それとも、彼だからこんな過剰に意識してしまうのか。
いや駄目だ、流されたら……!
一線を超えた先に待っているのは、壮絶な痛みと羞恥心。この前の一件で深く胸に刻み込んだ。
「やめろよ! もう絶対しない!」
秋はドアを背に振り返り、矢代の手を強く払った。
矢代は特に意に介さず、不思議そうに腕を組む。
「そうか? 授業中、というか一日中物欲しそうな眼で俺を見てただろ」
「この、妄想も大概に……あっ!」
否定するより先に、首元を矢代に吸いつかれ、秋は高い声を上げた。
「キスマークってのも悪くないな」
矢代は口を離してから、そんな事を呟いた。
「は!? つけたのか!?」
「気になるなら後で鏡で確認してみろ」
どこまでも勿体ぶった矢代の態度に、秋は愕然とする。
「……っとに最低だな、アンタ! 死ね!!」
「それはどーも。消えるまで迂闊に男を近付かせないことだな。無論、女も」
結局どこへ逃げても、行き着くところは同じだったのかもしれない。
「いいか。他の男に靡くことは絶対に許さない」
彼に捕まってしまった時から───きっと自分は、彼のモノ同然だったんだ。
「いや……だ……っ」
時間が流れる。
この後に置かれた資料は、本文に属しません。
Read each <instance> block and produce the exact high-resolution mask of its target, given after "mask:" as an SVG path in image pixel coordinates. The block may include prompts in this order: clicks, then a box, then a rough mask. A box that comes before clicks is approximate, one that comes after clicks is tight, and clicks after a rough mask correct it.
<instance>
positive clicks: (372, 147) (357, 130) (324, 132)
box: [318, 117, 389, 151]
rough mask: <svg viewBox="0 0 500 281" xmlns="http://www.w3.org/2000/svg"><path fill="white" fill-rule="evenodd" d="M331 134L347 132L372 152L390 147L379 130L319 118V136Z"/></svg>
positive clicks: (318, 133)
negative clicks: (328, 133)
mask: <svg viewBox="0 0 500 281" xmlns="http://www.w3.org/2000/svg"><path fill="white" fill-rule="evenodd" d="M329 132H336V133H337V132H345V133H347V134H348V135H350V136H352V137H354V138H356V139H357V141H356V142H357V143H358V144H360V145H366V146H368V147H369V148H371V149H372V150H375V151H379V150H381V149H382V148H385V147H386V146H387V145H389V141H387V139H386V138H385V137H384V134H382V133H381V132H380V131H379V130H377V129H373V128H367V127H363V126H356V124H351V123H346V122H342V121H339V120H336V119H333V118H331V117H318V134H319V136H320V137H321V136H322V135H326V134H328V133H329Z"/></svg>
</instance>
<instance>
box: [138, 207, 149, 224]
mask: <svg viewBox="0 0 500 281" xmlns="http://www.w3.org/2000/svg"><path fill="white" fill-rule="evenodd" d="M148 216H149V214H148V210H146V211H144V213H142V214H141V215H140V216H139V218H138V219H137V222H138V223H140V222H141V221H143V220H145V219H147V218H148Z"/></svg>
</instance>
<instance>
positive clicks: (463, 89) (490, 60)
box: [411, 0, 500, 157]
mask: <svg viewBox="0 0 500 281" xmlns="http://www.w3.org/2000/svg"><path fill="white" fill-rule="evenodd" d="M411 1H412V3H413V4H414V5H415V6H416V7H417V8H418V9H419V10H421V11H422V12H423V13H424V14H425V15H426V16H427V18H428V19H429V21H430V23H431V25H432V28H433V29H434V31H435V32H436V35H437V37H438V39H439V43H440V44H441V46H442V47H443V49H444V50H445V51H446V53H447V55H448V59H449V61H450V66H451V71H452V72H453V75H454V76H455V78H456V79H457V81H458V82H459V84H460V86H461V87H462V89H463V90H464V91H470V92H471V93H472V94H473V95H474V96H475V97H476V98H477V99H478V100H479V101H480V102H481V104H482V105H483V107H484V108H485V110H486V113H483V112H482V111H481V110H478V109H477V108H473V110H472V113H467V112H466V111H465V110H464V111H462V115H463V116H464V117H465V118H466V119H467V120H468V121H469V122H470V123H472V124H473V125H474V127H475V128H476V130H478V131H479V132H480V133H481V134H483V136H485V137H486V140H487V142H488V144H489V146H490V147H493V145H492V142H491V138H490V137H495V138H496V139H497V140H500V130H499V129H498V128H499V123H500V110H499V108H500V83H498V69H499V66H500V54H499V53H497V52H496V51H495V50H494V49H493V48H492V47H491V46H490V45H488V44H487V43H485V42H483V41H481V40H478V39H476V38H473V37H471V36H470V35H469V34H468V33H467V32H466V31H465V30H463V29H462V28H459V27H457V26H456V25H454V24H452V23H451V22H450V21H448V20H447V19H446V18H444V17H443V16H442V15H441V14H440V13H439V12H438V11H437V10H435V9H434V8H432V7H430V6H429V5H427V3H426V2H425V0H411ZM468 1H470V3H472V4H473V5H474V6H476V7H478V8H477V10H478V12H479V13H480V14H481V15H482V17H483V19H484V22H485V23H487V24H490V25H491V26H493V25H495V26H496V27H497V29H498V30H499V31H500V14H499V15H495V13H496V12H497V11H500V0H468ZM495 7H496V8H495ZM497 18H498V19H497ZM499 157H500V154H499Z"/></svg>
秋は冷たい床の上で派手に仰け反った。
いくら人目を全く気にしない密室に居るとはいえ、今の姿はひどすぎる。
まさか、学校で全裸になる日が来るとは思わなかった。
俺は前世で大きな罪でも犯したのか?
そうでなきゃ、いくらなんでもひどすぎる仕打ちだ。
「すごく良い眺めだよ、秋。最高だな」
制服はもちろん下着も全てはぎとられ、両手はネクタイで縛られている。部屋自体は大して寒くない事が幸いだったが、それでもこの羞恥心は例えようもない。
それに何より、辛い理由は………。
「あぁ、また緩くなった。やっぱりお前の順応性はすごいな?」
「うあっ!?」
彼が動いたと同時に感じる痛み。
腰を掴まれ、後ろから突き上げられる、この繋がった感覚が辛かった。